Parkinson’s disease is a degenerative disorder of the brain that impairs nerve cells that control movement. This leads to symptoms like shaking, stiffness and difficulty with walking and talking, that gradually worsen over time. Approximately 60,000 Americans are diagnosed with Parkinson’s each year, with men being 1.5 times more likely to have the disease than women.

April is both Parkinson’s and Occupational Therapy awareness month. Although there is no cure for Parkinson’s, occupational therapy treatments can help with those living with the disease have a better quality of life. A program offered at Overlake that has been shown to be beneficial is called LSVT BIG, which was developed from principles of the Lee Silverman Voice Treatment program (named for a woman living with Parkinson’s) that has been researched over the past 25 years.

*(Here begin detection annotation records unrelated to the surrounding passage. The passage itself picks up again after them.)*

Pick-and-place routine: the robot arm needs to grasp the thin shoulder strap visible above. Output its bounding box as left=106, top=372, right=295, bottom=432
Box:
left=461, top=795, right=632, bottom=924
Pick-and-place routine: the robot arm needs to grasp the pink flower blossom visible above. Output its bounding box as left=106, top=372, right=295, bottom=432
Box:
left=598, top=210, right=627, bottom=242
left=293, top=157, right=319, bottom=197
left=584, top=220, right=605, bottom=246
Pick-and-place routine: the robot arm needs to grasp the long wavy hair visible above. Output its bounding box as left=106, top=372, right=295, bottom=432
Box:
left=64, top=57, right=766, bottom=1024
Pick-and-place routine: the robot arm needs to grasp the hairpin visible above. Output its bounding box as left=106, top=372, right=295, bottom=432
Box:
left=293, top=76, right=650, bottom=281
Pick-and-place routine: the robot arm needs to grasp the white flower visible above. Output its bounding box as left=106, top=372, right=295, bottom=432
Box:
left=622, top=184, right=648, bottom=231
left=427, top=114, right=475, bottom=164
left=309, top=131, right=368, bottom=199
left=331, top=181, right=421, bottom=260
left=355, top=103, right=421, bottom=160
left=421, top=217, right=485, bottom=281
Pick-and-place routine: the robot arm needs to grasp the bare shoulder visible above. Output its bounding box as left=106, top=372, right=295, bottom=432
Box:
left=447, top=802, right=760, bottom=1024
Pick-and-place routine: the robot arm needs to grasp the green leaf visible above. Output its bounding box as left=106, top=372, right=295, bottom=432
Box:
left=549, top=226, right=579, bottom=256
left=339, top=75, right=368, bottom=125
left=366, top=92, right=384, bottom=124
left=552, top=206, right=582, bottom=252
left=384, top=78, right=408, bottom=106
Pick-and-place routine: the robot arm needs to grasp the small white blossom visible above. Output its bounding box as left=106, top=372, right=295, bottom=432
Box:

Healthy Outlook spoke with occupational therapist Lorinda Hagstrom from Overlake’s Outpatient Rehabilitation Services to learn more about this treatment.

What is LSVT BIG?

LSVT BIG is an intensive, amplitude-focused approach to treating people with Parkinson's disease. It addresses the sensory-motor deficits and neurological pathways that are impaired by the disease, by providing feedback to the brain through effortful movement.

LSVT BIG addresses the movement deficits related to Parkinson's and its impact on daily function, including walking. LSVT LOUD treats the voice and speech disorders that develop in people with Parkinson's.

Who can benefit from this program?

People with Parkinson's, especially in the early stages but really across the spectrum if they can follow instructions. People with other neurological conditions may also benefit from the principles. 

How long does the LSVT program last?

The LSVT BIG program is 16 sessions: four consecutive days per week for four weeks. Each session lasts one hour. There is daily homework practice as well. Once a person graduates from LSVT BIG with the skilled therapy sessions, the recommendation is to continue the exercises daily.

At our clinic, we have occupational therapy, physical therapy and speech-language pathology all under one roof. Occupational and physical therapy combine to provide the frequency of services each week, which allows us to address a vast number of a person's concerns in that four-week period.

What do patients and their families say about LSVT?

Patients are excited to see and feel the changes. Loved ones will often comment on their observation of the person's improved movement or posture or daily activity participation. Most clients notice progress in their walking and movement within the first week, but the real change is at the end of four weeks when re-testing shows numbers that reinforce how he/she feels related to gains in walking speed, balance, managing buttons or fasteners, bed mobility and daily tasks.

LSVT BIG is improving the quality of life for our clients, but it is also very rewarding for the therapists. To see their expression and realization of what they can still do is a joy, and doing the movements alongside him/her reminds me of the effort that is put forth as they live with the disease day in and day out. It takes a lot of commitment from the client, their support system and us as therapists, but the outcomes are worth it.